According to him, “the fifty-seven (57) year old institution that metamorphosed into BoI 15 years ago should be provided with more suitable capital to be able to further support the real sector instead of duplicating functions by creating new development finance institutions, bearing in mind the failure of similar DFIs in the past, such as the NBCI, NERFUND, People’s Bank, Community Banks, etc.”

He recalled that the Ahmed Joda Committee that was set up by President Obasanjo during his first term was mandated to rationalize the multitude of federal government agencies performing identical functions. The merger of NIDB, NBCI and NERFUND to form the Bank of Industry as well as the merger of the Nigerian Agricultural and Cooperative Bank with the Peoples Bank of Nigeria to form Bank of Agriculture were amongst the Committee’s major recommendations stated Mr. Olagunju.

He added that because the recommendations of the Joda Committee were not fully implemented the Jonathan Administration set up another Presidential Committee on the Rationalisation of Federal Government Parastatals, Commissions and Agencies headed by Mr. Steve Orosanye.

Mr. Olagunju concluded by advising that ”the National Assembly should support industrialisation by enacting legislation that will help create an enabling environment for business to thrive, such as an amendment to the Land Use Act, tax incentives for SMEs and establishment of industrial parks.

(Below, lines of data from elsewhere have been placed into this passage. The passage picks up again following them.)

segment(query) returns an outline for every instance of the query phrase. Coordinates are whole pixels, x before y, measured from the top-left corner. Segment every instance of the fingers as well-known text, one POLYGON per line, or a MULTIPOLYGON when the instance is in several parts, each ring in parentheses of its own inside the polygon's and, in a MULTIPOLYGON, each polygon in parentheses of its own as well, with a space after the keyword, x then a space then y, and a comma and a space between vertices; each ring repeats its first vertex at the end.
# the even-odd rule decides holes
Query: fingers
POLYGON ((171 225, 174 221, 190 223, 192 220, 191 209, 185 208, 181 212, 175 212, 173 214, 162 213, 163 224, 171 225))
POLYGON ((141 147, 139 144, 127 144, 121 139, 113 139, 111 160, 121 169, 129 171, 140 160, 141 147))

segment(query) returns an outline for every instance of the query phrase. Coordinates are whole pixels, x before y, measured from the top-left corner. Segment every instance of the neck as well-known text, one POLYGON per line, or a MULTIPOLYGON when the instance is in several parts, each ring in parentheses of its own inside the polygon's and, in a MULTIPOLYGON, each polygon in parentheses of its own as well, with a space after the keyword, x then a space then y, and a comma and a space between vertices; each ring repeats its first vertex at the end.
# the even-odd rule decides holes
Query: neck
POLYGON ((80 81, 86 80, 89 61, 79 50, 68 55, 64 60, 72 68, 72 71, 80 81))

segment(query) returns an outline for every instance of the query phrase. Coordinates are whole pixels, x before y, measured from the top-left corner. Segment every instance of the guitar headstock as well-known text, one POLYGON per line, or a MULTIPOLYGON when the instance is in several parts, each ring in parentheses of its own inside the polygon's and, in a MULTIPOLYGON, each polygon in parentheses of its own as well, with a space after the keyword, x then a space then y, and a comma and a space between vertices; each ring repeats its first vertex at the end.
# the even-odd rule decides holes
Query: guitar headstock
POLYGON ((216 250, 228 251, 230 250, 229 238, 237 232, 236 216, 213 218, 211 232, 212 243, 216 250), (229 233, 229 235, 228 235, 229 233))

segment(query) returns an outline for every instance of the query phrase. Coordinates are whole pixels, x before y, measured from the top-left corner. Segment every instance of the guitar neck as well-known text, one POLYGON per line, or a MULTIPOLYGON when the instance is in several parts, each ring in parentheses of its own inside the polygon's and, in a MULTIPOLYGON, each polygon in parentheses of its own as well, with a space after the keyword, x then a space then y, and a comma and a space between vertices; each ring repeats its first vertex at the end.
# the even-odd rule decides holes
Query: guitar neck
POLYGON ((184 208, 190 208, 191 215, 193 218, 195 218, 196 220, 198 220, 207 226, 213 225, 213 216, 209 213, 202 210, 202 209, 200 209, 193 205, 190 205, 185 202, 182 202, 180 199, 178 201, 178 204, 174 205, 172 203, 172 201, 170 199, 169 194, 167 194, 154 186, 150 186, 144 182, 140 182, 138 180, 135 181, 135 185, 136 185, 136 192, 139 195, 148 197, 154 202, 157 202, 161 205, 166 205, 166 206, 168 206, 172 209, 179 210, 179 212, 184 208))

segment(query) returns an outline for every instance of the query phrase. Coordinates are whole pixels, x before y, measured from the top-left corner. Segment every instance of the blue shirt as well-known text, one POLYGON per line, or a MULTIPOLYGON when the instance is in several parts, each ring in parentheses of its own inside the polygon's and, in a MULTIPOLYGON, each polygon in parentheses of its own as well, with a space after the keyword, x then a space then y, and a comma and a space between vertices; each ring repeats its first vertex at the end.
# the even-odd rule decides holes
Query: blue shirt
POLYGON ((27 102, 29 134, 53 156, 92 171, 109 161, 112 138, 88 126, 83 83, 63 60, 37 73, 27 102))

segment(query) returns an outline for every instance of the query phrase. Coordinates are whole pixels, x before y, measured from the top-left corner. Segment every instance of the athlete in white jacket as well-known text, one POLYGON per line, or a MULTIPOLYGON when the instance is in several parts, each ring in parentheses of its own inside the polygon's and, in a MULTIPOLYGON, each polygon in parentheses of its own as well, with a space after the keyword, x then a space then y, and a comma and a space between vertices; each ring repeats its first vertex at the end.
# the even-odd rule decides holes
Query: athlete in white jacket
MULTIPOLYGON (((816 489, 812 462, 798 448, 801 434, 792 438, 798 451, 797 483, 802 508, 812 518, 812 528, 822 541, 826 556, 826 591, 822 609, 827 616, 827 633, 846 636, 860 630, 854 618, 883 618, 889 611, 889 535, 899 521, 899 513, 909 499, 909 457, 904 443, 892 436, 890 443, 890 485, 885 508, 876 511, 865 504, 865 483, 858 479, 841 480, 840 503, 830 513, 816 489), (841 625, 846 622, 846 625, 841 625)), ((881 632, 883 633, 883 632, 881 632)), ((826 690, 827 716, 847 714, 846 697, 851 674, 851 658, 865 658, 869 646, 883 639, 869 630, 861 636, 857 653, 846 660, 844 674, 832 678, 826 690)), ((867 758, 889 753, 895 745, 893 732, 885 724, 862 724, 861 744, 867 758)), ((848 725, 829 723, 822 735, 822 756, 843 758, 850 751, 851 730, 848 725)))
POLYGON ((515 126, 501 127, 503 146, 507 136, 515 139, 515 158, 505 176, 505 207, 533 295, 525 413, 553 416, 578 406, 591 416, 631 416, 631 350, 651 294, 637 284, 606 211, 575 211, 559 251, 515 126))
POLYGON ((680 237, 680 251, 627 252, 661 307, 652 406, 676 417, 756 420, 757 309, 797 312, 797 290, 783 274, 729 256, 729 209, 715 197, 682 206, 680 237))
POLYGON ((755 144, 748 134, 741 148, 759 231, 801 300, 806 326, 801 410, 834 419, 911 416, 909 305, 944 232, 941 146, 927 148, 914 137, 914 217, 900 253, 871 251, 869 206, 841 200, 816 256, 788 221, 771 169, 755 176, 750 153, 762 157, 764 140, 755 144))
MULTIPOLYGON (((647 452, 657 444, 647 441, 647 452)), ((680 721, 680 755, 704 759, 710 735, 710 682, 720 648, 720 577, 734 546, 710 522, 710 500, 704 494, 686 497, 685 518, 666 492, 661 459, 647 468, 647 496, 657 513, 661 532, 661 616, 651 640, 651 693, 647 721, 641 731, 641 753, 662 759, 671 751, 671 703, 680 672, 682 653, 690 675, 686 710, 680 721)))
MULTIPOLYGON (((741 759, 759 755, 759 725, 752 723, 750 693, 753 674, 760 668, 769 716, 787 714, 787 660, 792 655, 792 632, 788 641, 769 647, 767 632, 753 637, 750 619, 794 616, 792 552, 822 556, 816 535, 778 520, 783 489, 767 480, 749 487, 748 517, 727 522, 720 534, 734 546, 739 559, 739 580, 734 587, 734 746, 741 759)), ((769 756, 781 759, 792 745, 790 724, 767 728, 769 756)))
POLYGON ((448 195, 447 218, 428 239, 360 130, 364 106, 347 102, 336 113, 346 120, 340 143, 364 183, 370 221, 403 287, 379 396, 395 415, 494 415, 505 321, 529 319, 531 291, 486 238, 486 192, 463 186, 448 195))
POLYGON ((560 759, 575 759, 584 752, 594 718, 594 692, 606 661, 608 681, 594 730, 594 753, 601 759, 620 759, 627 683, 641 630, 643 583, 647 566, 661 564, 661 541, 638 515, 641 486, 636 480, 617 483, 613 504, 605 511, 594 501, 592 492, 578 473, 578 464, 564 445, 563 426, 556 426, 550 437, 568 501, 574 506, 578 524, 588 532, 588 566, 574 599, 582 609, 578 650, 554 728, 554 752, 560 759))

“This will substantially address the demand side challenges of finance for SMEs in Nigeria, as vagaries of the business environment have been making the sector unattractive to private and public lenders.”

The two-level option
This option was aptly captured at the Committee hearing by the CEO of the Nigeria Economic Summit Group, Loaye Jayiola. He said:

“I believe what we are trying to do is to raise much more funds for our people. In doing that we have to be careful! In March 2015, an event on a Development Bank of Nigeria took place in Abuja, and it was applauded because it was said the Bank was to raise big-ticket funds.

“The understanding was that the Development Bank was to operate at the wholesale level, while BoI, the Bank of Agriculture and the Federal Mortgage Bank operate at the retail level. So, if we are considering development banks in Nigeria, we need to recognise these two levels: wholesale banks to attract big-ticket funds for the retailers to disburse the funds to entrepreneurs.”

While strongly agreeing with Labour and the OPS that BOI should not be scrapped, the NESG CEO was emphatic that we don’t have to throw away the baby with the bath water.

Then he warns: We don’t have to use legislation to stop the flow of funds to entrepreneurs; we don’t have to kill ourselves. Rather, let’s build a bigger cake.”